Drummond struggled to say something. Dolly had the sense to simply wait.
“What there is. No.” He sighed, impatient with his inarticulateness. “What you are about to experience is something numinous. Do you know what numinous is?”
“Sure. Carl Sagan said it was like, what you feel when you contemplate the universe in all its grandeur.”
“Right. Except that that’s not what he meant. He borrowed the term from religion. Numinous is what you feel when you contemplate God.”
“Why are you doing this? You know better. You’ve talked with Jesus–excuse me–Eliahu. You of all people…”
“Two reasons. First, my lack of faith is no reason to denigrate the faith of others. Second, even absent the faith, the contemplation is still numinous. Just because we know that Jehovah is a hairy thunderer whose worshippers had delusions of grandeur, just because we know the man called Hephaestus or Vulcan and his wife Aphrodite, a.k.a. Venus on a personal basis, does not give us the right to diminish or talk down the faiths of people who don’t have our special advantages. It is, I think, in the manner of a sin. A very big sin.”
“But aren’t Christians supposed to prospect–er–what’s that word?”
“Right. Them. Isn’t that a way of talking down somebody’s religion? I mean, if you think they’d should convert to yours…?”
“Yes. You’re right. I said it was my belief, not theirs. I figure, so long as they don’t use force, then they can try to convert the heathens all they want. And they know that forced conversions are meaningless.
“But you’ve gotten me off-track again. You’re good at doing that, you know?” He smiled gently at her.

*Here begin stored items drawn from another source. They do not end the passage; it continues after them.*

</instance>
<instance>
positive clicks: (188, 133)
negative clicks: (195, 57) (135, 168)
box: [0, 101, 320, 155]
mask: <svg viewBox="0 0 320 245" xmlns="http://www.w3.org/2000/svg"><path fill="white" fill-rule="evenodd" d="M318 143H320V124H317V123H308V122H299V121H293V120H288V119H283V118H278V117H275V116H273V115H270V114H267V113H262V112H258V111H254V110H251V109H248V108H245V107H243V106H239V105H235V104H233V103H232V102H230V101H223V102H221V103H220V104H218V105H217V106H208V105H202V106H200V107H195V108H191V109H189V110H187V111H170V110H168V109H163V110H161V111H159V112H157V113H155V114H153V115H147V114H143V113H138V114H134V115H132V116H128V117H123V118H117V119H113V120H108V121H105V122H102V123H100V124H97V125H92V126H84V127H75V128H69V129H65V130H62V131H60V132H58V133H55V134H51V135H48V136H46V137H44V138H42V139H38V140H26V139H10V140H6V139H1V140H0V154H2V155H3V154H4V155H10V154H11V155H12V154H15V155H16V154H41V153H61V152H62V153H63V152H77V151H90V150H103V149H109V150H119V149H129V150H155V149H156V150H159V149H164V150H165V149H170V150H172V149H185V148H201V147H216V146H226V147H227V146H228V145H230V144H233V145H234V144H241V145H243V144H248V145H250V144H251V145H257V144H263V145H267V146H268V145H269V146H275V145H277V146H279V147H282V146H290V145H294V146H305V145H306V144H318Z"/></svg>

He noticed that she was beginning to vibrate. And for once, he welcomed it. For the first time in over half a year, he didn’t shiver with fear for her when she started dancing in place, jogging one knee, making subtle little shifts in her stance, tiny swaying movements of her hips, dancer-like postures of her hands, the expressions on her face like poses. It was palpably obvious that she was happy, whereas before, it had always manifested fear or anger or frustration or rage. He stretched out an arm across her shoulders and pulled her to him.
“Settle down, little one. The service will take over an hour. Pace yourself or you’ll wear out.”
“OK.” With a conscious effort of will, she damped her oscillations until she was almost still. “Numinous.”
“Right. Numinous. You understand the word or the concept within your own frame of reference. What I want you to try to do tonight is try to see this ceremony from the frame of reference of the celebrants in the congregation.”
“Wow! All these new words.”
“I know. And I won’t be able to explain them to you as we go. You’re going to have to trust me on some stuff, but remember your questions for afterward. OK?”
“OK,” she said. If it had been anyone other than Dolly, he would have sworn she said it shyly. But Dolly was never shy.